Annotating Fiction & Nonfiction

Annotating Fiction & Poetry

Mark and Make Note of these Basic Elements When Annotating Fiction:

Wise Words

What advice is given to the characters? What wisdom is shared?

Contrasts/Contradictions

When does the character act differently than usual? When does the character break their own rules?

Epiphanies

What does the character realize about themselves or the world? When does a "lightbulb" moment happen?

Motifs

What happens again and again in the story? What events, actions, words, images, figurative language objects, places, etc. are repeated?

Backstory

What happened to the characters in the past, before the text began? What does the character want?

Desires

What is the character's goal? What motivates them?

To What Effect or Purpose? (TWEP)

What big ideas are found in the text? What ideas apply to most human beings?

Structure

What genre does the text belong to? How is the text organized? What's the author's style?

Basic Steps of Poetry Annotation:

1. Read the poem aloud.

2. Read the poem and ask questions. Conduct research on the poem and author.

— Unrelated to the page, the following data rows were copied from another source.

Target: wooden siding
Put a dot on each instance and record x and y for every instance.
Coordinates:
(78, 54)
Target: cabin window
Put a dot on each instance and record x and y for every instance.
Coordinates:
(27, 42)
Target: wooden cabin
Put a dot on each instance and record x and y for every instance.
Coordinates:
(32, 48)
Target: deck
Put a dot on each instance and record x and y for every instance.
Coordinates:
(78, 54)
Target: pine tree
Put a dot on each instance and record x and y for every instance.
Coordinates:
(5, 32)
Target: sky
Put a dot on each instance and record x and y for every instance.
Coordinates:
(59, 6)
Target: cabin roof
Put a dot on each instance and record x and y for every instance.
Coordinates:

3. Read the poem and mark motifs.

4. Read the poem and ask TWEP? Then write your ideas.


Annotating Nonficiton

Mark and Make Note of these Basic Elements When Annotating Nonfiction:

Who?

Who is talked about the most in the text? Who is taking action? What role do they play?

What?

What's the topic? What's the problem? What's the main event?

When?

When in time is the event happening?

Where?

Where (geographically) is the event happening?

How?

How will the problem be solved, the procedure performed, or the task accomplished?

Why?

Why is the event happening? Why is action being taken?

So What?

Why is it important to know about this event? Why should we care? How is the event still impacting the world?

Structure

What's the genre of the text? What text structure does the text use? What's the author's writing style?